Je m’appelle Zélie et j’ai 39 ans. Je ne le sais pas encore, mais je m’apprête à faire quelque chose d’irréparable.

Hier soir, ma vie s’est écroulée mais pour l’instant j’agis comme si de rien n’était. Je suis en route pour mon travail, ou plutôt je suis en rail, dans un wagon du RER B. RER… rail… déraille… Un rire nerveux m’échappe. Je le réprime derrière ma main. Geste inutile car tous les passagers sont accrochés à leur smartphone ou leur livre. Leurs yeux sont baissés, aveugles au monde et à ma douleur. Comme une envie de hurler pour voir ce qui se passerait.

Le RER s’arrête à intervalles réguliers, de plus en plus rapprochés à mesure qu’on gagne le centre de Paris. Quand les portes s’ouvrent, l’espace ondule en immenses contractions qui expulsent ou laissent entrer les voyageurs. Cette image étrange peut surprendre, mais je suis sage-femme. La vision d’un utérus au travail me vient naturellement.

Depuis près de quinze ans à la maternité Port-Royal, j’aide les femmes à mettre au monde leur bébé. Singulier ou pluriel, chétif ou joufflu, de toutes les couleurs… En quinze ans, j’ai accueilli dans mes mains des centaines de nouveau-nés.

Et pendant cette même période, je ne suis pas tombée enceinte une seule fois.

La nature ou Dieu, ou Qui-sais-je (mais quand je le saurai, j’aurais deux mots à lui dire)… Le Grand X donc, m’a affublée de mains d’accoucheuses et d’un ventre stérile.

Voilà ma réalité –ou plutôt ma fatalité. Les technologies les plus avancées ont échoué dans mon cas. Je ne peux et ne pourrai jamais concevoir.

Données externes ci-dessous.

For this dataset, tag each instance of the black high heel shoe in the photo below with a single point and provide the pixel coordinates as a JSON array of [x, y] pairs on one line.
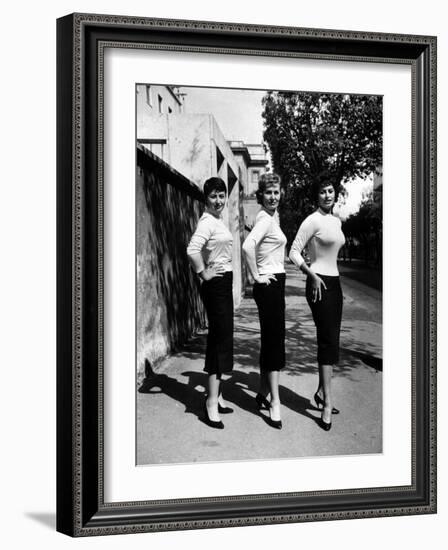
[[222, 409], [325, 425], [320, 404], [274, 423], [262, 402], [212, 423]]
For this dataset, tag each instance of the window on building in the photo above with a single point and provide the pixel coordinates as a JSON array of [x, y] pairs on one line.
[[231, 179], [155, 146], [219, 159], [148, 95]]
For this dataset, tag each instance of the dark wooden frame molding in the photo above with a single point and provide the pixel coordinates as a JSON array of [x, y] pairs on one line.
[[81, 39]]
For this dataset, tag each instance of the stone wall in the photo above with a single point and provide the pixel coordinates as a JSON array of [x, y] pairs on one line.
[[169, 308]]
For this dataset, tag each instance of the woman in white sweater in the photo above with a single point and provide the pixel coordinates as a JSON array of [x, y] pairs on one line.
[[210, 252], [264, 249], [321, 233]]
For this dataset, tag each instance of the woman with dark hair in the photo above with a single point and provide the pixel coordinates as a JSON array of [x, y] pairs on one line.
[[210, 252], [264, 249], [321, 233]]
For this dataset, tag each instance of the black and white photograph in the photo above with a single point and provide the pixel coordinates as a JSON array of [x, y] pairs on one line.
[[258, 269]]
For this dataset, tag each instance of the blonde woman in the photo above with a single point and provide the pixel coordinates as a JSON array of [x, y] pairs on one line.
[[264, 249]]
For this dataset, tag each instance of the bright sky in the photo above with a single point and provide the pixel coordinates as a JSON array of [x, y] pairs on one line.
[[356, 191], [237, 112]]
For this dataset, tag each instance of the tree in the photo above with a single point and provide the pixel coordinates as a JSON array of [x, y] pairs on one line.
[[365, 226], [311, 134]]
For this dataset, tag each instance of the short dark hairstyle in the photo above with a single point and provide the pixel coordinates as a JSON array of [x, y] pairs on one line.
[[214, 184], [265, 181], [323, 180]]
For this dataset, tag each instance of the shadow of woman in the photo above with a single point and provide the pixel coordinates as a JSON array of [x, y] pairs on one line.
[[186, 394], [238, 387]]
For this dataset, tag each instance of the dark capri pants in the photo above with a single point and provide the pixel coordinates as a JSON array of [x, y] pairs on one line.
[[270, 300], [218, 300], [327, 314]]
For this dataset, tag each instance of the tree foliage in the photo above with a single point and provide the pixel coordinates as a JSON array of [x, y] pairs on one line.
[[365, 228], [311, 134]]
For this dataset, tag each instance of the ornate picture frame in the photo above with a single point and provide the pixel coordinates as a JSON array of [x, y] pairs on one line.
[[81, 507]]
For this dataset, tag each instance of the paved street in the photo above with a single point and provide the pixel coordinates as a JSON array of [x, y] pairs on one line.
[[170, 426]]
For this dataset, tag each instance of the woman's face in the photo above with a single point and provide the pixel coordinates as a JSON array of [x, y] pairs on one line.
[[326, 197], [271, 197], [215, 202]]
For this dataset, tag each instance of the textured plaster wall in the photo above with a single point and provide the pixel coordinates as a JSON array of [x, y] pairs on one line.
[[169, 308]]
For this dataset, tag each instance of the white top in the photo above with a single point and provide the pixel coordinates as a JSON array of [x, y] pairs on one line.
[[213, 240], [323, 235], [269, 242]]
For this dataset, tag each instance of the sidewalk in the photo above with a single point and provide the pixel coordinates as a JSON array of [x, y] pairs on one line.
[[170, 427]]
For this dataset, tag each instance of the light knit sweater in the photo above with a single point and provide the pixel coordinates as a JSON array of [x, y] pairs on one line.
[[323, 235], [213, 241], [268, 241]]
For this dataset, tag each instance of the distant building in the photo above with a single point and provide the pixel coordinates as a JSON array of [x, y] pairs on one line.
[[194, 146], [252, 163]]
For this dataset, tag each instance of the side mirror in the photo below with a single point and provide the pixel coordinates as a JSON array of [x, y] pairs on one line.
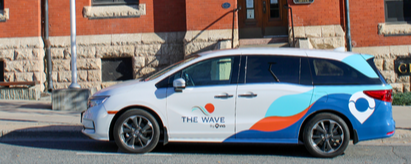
[[179, 84]]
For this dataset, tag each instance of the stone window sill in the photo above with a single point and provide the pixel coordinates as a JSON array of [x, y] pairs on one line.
[[394, 29], [4, 15], [117, 11]]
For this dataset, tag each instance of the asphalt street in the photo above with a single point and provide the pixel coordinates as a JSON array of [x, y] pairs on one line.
[[90, 151]]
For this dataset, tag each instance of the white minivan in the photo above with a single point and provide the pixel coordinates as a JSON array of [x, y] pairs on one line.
[[322, 99]]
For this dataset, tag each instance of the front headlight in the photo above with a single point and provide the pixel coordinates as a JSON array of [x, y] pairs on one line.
[[97, 100]]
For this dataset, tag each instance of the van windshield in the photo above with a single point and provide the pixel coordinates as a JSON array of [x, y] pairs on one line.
[[165, 70]]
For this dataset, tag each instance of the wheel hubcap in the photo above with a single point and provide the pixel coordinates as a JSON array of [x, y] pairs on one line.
[[136, 132], [326, 136]]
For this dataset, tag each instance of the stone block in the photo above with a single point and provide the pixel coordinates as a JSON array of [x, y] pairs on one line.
[[13, 66], [57, 53], [397, 88], [406, 88], [107, 84], [377, 51], [196, 36], [126, 39], [217, 35], [33, 66], [328, 31], [89, 64], [9, 76], [389, 76], [64, 76], [94, 75], [7, 54], [339, 32], [388, 64], [403, 79], [82, 75], [399, 50], [153, 38], [197, 47], [148, 50], [155, 61], [23, 54], [115, 51], [20, 93], [86, 52], [313, 31], [23, 76], [299, 32], [172, 49], [139, 62], [61, 65], [70, 99], [139, 72], [54, 76]]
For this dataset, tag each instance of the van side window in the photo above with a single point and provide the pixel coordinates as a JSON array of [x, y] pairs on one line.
[[271, 69], [331, 72]]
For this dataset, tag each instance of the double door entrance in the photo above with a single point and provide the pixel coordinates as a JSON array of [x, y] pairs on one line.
[[263, 18]]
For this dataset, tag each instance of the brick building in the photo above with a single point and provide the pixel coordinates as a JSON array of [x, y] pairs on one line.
[[127, 39]]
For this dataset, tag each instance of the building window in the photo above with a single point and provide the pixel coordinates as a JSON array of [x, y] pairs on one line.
[[115, 2], [116, 69], [1, 71], [397, 11]]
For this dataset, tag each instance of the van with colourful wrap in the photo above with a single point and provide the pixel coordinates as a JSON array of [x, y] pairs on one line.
[[322, 99]]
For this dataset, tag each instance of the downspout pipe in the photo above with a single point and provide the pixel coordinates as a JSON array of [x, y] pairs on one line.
[[47, 45], [347, 8]]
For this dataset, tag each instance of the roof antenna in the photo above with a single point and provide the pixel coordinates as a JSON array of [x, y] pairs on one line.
[[340, 49]]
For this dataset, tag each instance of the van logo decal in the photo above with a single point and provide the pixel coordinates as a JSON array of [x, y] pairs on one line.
[[353, 105], [207, 110]]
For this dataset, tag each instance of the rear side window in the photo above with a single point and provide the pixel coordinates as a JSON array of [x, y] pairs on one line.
[[331, 72], [270, 69]]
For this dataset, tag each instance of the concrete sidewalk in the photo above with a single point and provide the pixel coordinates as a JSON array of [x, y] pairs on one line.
[[19, 118]]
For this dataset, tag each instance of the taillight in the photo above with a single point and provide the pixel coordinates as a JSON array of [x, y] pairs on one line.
[[384, 95]]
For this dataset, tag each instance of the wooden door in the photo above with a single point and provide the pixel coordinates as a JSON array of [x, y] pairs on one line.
[[262, 18]]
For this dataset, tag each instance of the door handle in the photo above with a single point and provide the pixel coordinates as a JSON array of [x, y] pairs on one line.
[[264, 6], [223, 96], [248, 95]]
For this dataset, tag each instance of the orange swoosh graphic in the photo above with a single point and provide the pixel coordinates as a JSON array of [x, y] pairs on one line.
[[274, 123]]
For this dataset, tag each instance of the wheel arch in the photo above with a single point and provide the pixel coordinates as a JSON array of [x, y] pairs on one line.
[[149, 110], [342, 116]]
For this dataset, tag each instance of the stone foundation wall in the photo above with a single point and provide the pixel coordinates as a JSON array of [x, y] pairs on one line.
[[149, 52], [320, 37], [384, 60], [23, 60]]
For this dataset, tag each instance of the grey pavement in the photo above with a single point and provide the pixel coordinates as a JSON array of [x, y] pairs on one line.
[[22, 117]]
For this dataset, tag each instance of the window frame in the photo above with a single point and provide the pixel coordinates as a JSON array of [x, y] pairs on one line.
[[114, 2], [387, 20]]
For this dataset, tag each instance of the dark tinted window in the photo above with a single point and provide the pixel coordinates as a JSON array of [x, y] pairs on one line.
[[330, 72], [269, 69], [217, 71]]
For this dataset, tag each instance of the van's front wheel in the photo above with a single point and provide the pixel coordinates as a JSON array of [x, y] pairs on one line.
[[136, 131], [326, 135]]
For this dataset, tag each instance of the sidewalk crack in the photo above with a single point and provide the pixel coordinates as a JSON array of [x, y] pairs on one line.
[[403, 158]]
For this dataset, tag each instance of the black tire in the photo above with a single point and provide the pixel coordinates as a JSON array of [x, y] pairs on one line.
[[132, 138], [315, 139]]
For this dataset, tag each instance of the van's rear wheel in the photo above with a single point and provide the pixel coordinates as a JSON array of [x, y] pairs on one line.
[[136, 131], [326, 135]]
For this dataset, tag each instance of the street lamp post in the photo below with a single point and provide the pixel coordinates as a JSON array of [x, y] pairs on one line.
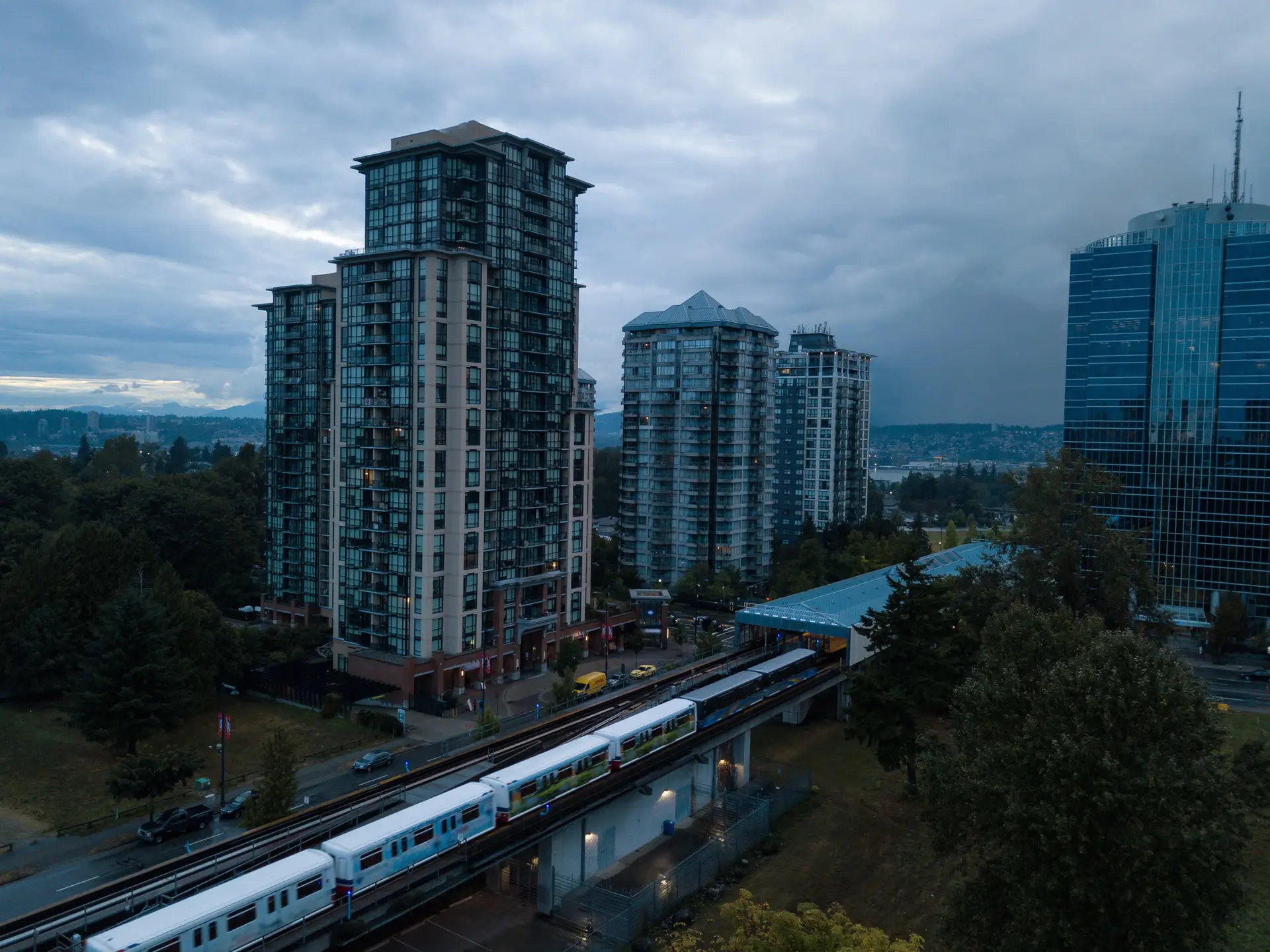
[[605, 634], [220, 695]]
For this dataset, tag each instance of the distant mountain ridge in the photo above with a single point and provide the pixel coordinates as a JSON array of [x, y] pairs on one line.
[[253, 411]]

Reste la question de l’adoption me direz-vous. Comme le disent d’ailleurs ma famille, mes amis, voisins, collègues et comme le dirait tout inconnu à qui j’oserais me confier dans un élan de désespoir ou d’éthylisme.

Sauf que Paul refuse catégoriquement. Entré dans les quarantièmes rugissants de l’âge, une carrière qui sera bientôt prestigieuse… Élever l’enfant d’un autre ? Non merci.

« Non merci » : formule polie qui enrobe l’ultimatum asséné hier par Paul. Il est arrivé par surprise à la fin de l’une de nos habituelles discussions, stériles elles aussi, celles où nous ne faisions que décider d’attendre encore. Cette fois, Paul a tranché et mes espoirs sont tombés en morceaux.

Je dois maintenant choisir entre celui qui partage ma vie depuis quinze ans et mes espoirs d’avoir enfin un enfant à bercer dans mes bras. Un choix qui n’en est pas un car si je persiste dans mon idée d’adopter le bébé que mon ventre ne peut accueillir, Paul me quittera. Et je me retrouverai dans la catégorie « femme seule » à qui le système ne confiera pas d’enfant. Je suis bien placée pour le savoir.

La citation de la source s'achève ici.